Policy Gradient Methods

Policy Gradient Methods directly optimize the policy $\pi_\theta(a|s)$ by computing gradients of the expected return. Unlike value-based methods, they naturally handle continuous actions and stochastic policies.

The Objective

Maximize expected return:

J(\theta) = \mathbb{E}_{\tau \sim \pi_\theta}\left[\sum_{t=0}^{T} \gamma^t r_t\right]

We need $\nabla_\theta J(\theta)$ to do gradient ascent.

The Policy Gradient Theorem

The key result that makes this tractable:

\nabla_\theta J(\theta) = \mathbb{E}_{\tau \sim \pi_\theta}\left[\sum_{t=0}^{T} \nabla_\theta \log \pi_\theta(a_t|s_t) \cdot R_t\right]

where $R_t = \sum_{t'=t}^{T} \gamma^{t'-t} r_{t'}$ is the return from step $t$ .

Why Log Probability?

The “log-derivative trick”:

\nabla_\theta \pi_\theta(a|s) = \pi_\theta(a|s) \nabla_\theta \log \pi_\theta(a|s)

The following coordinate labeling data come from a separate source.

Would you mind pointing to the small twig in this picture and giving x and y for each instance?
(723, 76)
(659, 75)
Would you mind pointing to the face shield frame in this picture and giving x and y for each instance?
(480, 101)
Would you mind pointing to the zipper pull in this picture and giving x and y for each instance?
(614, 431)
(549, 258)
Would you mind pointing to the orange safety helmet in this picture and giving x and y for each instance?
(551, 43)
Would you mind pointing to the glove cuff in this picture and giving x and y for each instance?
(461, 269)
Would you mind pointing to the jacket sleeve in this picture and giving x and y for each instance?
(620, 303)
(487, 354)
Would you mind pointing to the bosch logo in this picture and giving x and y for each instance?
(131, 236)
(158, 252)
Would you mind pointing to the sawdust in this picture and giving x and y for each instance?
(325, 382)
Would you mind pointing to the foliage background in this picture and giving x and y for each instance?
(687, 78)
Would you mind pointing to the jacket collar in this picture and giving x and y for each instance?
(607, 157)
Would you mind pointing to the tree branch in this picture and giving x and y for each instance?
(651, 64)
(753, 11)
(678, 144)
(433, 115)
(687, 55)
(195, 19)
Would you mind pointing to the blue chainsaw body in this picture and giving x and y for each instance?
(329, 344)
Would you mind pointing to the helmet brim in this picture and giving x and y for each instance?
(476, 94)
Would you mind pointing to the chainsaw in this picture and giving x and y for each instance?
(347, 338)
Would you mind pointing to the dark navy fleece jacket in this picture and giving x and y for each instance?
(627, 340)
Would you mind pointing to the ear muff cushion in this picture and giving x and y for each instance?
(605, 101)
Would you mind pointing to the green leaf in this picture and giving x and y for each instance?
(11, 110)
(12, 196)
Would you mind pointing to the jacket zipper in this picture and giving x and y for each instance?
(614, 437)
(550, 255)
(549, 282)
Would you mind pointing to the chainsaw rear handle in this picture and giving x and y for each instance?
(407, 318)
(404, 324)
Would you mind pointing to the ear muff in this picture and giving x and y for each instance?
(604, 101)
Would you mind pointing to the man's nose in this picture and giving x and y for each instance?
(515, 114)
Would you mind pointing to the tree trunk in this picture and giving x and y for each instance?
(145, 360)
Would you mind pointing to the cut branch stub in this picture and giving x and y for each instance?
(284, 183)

This lets us estimate gradients through sampling without knowing environment dynamics.

REINFORCE Algorithm

The simplest policy gradient:

for episode in episodes:
    states, actions, rewards = collect_trajectory(policy)
    returns = compute_returns(rewards, gamma)
    
    loss = 0
    for s, a, R in zip(states, actions, returns):
        loss -= log_prob(policy(s), a) * R
    
    optimizer.zero_grad()
    loss.backward()
    optimizer.step()

Interactive Visualization

Watch how policy gradients update a simple policy:

Policy Gradient Learning

Episode: 0

Goal: Learn that action "→" gives reward. Policy starts uniform, then learns.

←

25%

→

25%

↑

25%

↓

25%

Update rule: Increase π(a|s) when action a gets positive advantage, decrease when negative. ∇log π(a|s) × advantage.

High Variance Problem

REINFORCE has high variance because:

Returns vary widely across episodes
Credit assignment is imprecise (which action caused the reward?)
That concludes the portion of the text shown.